A single unique processor, in standalone and typical modular UPS, represents a threat to the system’s reliability. Therefore, the desired protection level that is required of the UPS can only be achieved through the overall electrical system architecture and not through the selection of one piece of equipment.
case of centralised systems, the user would need to bypass the entire unit if the problem is with a centralised component and not linked to a power module.
An additional consideration is that any single non- redundant circuit, interfacing to every module in the system, may represent a single point of failure. For example, if there is a common communication line that interfaces to every module, the control and monitoring of the entire system can be compromised in case of a failure in the centralised circuits.
In summary, an effective modular UPS system must comprise highly reliable products in an N+N configuration with guaranteed immunity to single- point failures, comprehensive monitoring and fast time to repair.

A different way of thinking

To achieve the ‘ideal, true-modular’ UPS system, Centiel SA has developed its DARA – Distributed Active Redundant Architecture – that is used with its CumulusPower range of products. The technology is based on the principle of each module being ‘Distributed’, that is, fully autonomous with its own inverter, static bypass unit, software/control logic, back-feed protection, battery charger and control panel (see DARA modular architecture in diagram below).
So, what is it about this approach which is so unusual? Firstly, the Distributed Active-Redundant Architecture is achieved through a “democratic” majority load transfer decision-making function that, in the event of a critical failure, will provide correct management of the load. In the event of a critical failure, every module will make a decision, by means of its logic circuit, as to whether the load should remain on the inverter or be transferred to the bypass. The load transfer will be conducted depending on the decision made by the majority of the modules. The modules are equipped with all hardware (power and control circuits) and all software (intelligence and monitoring) functions, which make them fully independent and capable of safely isolating themselves from the multi-module system whenever an internal fault occurs. The rest of the multi- module system will continue to provide protected power to the critical load without interruptions. The integration of all hardware and software in each module allows the elimination of all single points of failure that would compromise the system and the power to the load. The communication between the logic circuits of the modules is accomplished by means of a redundant communication BUS.
This Graphic shows the comparison between a typical ‘modular’ system with evident single failure points and the Centiel DARA approach, where the inherent isolation between functional blocks can be seen.

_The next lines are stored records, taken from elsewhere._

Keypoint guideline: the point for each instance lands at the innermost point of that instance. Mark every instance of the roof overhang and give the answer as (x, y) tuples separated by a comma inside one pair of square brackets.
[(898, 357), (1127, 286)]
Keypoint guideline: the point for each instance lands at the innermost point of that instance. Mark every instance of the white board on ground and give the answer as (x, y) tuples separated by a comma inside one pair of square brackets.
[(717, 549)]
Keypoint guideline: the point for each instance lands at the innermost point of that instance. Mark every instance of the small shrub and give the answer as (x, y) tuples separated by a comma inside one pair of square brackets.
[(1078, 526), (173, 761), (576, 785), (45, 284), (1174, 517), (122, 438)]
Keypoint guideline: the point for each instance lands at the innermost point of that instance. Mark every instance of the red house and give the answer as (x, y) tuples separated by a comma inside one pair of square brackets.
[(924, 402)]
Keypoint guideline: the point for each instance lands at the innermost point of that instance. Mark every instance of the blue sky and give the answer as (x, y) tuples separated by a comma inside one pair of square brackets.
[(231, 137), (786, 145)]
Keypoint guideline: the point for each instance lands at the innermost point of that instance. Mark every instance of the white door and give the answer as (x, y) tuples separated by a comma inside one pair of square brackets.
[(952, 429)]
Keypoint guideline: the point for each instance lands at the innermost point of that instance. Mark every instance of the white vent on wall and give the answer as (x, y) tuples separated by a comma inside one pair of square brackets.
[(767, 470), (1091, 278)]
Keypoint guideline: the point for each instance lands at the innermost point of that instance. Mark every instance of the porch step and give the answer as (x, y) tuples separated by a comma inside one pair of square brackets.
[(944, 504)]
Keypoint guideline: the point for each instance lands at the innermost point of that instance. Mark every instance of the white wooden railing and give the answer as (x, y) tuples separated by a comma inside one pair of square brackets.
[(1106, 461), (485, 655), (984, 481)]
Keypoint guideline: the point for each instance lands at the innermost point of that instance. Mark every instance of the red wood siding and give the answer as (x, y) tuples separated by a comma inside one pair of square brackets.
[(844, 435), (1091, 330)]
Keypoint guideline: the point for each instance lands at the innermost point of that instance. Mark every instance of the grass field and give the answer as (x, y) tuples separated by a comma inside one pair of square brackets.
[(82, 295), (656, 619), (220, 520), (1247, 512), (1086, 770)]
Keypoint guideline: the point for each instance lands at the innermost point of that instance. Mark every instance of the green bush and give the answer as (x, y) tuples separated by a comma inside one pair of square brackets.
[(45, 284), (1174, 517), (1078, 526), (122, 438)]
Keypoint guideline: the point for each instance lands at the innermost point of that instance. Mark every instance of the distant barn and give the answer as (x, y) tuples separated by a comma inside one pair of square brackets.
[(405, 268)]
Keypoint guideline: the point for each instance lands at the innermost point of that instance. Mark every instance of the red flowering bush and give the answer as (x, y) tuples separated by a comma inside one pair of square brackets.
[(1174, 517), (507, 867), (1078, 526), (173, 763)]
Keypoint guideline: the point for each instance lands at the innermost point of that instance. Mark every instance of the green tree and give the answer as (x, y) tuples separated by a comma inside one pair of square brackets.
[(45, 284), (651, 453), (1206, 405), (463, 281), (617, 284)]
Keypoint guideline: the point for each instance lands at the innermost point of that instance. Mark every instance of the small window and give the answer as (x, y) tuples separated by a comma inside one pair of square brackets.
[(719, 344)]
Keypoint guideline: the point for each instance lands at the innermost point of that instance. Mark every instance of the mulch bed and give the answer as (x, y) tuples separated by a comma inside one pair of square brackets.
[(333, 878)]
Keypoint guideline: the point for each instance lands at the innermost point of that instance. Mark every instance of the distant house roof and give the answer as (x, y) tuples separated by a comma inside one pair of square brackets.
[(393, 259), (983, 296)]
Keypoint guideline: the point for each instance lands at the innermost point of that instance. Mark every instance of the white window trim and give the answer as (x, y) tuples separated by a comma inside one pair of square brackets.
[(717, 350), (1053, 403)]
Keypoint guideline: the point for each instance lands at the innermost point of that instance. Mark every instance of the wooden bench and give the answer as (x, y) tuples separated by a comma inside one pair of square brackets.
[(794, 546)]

Each CumulusPower UPS module can take power from one of two three-phase AC inputs, typically main supply and diesel generator back-up but also from batteries, which can be common to several or specific to the module (in which case they would be in at least two parallel strings
with separate protection, fusing and isolating switch, for fault tolerance). Total battery voltage is flexible and selectable with typical installations using Valve Regulated Lead-Acid (VRLA) types or optionally nickel-cadmium or lithium-ion batteries.

Conclusion

The DARA approach offers both enhanced redundancy and the highest availability through its ‘truly modular’ capability. The beauty of the distributed architecture is that it offers a reduced MTTR (Mean Time To Repair) as it is possible to hot swap a module in case of the failure of a control unit and there is no requirement to switch the system to bypass or to battery power in the case of failure of the CPU. It also offers a high MTBF (Mean Time Between Failures) as
there is always a redundant circuit that will take over in case of failure.
This approach also offers the highest availability, with an industry high of ‘Nine nines’ 99.9999999 availability being achieved, as essentially each CumulusPower module is a complete UPS in its own right rather than just being a power module linked to a CPU as used in typical modular architecture.